アーティストとアルチザン
芸術家と職人。
アーティストとアルチザン。
ものづくりをする人と話していて、
話題がそこに行くことがある。
デザインをする人の仕事場にお邪魔して、お茶などごちそうに
なっていたら、「用の美」の話になった。
彼は芸術家であって職人ではないが、過去のある時点で
ひとりよがりになってはいけない、職人のように無心に、
実用性のあるもの、求められ、喜ばせるものをつくりたい、
という気持ちが芽生えたのだという。
職人のような芸術家がいれば、芸術家のような職人もいる。
パン職人のなかにも、たまにアーティスティックな要素を
持ち合わせる人がいて、伝わりやすい、魅せる力を感じる。
話をして、楽しい。

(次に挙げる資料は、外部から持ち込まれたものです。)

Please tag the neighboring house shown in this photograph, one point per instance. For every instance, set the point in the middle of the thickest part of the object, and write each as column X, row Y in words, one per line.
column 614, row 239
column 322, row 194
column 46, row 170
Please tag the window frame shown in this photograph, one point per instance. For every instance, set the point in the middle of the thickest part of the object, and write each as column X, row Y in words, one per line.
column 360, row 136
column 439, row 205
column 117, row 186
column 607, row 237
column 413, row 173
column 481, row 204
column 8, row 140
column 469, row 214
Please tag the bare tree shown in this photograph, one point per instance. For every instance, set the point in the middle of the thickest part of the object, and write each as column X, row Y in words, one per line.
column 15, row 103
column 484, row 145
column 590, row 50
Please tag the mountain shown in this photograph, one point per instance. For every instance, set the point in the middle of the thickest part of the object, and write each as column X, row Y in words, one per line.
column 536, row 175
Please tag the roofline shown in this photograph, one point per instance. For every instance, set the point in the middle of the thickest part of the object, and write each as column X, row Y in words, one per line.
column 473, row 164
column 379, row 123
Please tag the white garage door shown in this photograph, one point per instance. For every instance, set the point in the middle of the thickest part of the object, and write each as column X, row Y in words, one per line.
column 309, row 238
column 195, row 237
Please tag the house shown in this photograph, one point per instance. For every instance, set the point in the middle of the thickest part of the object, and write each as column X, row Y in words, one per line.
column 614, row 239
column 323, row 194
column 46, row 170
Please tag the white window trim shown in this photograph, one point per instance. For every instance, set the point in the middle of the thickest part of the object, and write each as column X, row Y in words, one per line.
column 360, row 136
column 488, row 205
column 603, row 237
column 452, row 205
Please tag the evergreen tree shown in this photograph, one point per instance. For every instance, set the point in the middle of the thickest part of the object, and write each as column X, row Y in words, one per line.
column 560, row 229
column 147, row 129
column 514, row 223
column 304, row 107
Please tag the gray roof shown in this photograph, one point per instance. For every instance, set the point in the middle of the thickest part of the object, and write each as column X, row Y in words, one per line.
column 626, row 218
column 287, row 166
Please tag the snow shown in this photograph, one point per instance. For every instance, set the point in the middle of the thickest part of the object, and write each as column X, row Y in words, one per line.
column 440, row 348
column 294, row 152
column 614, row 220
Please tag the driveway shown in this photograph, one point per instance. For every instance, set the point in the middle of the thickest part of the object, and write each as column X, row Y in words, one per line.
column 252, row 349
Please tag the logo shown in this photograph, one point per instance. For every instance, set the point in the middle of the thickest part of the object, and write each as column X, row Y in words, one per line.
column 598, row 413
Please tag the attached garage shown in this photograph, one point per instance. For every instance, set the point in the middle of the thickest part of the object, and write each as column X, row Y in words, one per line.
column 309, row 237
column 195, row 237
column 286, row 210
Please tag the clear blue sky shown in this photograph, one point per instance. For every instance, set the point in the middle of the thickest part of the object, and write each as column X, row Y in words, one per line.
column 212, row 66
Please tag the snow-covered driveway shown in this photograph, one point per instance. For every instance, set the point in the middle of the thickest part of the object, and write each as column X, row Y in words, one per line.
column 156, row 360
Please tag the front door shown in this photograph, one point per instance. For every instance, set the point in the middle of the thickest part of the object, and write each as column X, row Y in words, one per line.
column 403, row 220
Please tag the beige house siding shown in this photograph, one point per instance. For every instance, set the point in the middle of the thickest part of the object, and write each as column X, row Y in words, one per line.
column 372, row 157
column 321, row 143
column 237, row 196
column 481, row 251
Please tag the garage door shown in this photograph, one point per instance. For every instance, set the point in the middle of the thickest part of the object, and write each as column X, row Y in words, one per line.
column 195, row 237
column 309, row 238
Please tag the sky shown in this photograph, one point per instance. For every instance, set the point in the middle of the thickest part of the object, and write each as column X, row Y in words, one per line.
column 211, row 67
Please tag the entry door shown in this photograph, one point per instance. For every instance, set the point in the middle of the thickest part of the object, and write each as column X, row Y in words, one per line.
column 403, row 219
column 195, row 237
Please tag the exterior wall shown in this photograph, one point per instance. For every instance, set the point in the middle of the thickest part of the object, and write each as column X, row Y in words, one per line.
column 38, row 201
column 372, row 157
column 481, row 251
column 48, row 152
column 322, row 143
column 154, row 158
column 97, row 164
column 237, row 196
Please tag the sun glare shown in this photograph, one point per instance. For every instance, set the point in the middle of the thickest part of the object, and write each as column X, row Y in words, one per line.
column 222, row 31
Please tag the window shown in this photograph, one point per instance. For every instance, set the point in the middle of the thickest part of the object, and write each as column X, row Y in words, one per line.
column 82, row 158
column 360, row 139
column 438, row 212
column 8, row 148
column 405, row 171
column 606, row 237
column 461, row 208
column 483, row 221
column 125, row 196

それは、悪くない。
素材や食感が、形や色が、香りや味がことさら特別でない
パンのおいしさを伝えたい、と先日書いたが、それは
職人の仕事のことだった。
かつて、
作者の銘の入った高価な美術品ではなく、
無名の職人が手がけた伝統の仕事に光をあてた
柳宗悦という人がいた。素晴らしいと思う。
日々繰り返し、その手でつくられていく日常品を、
良いものをつくるのに、多くを語らない職人のことを、
どのような言葉で伝えよう。
無理にではなく、無色透明の媒体となれたら、と思う。
柳宗悦を目指せるわけもないが、パンの仕事に関わる前から
いつも、課題は心のなかにある。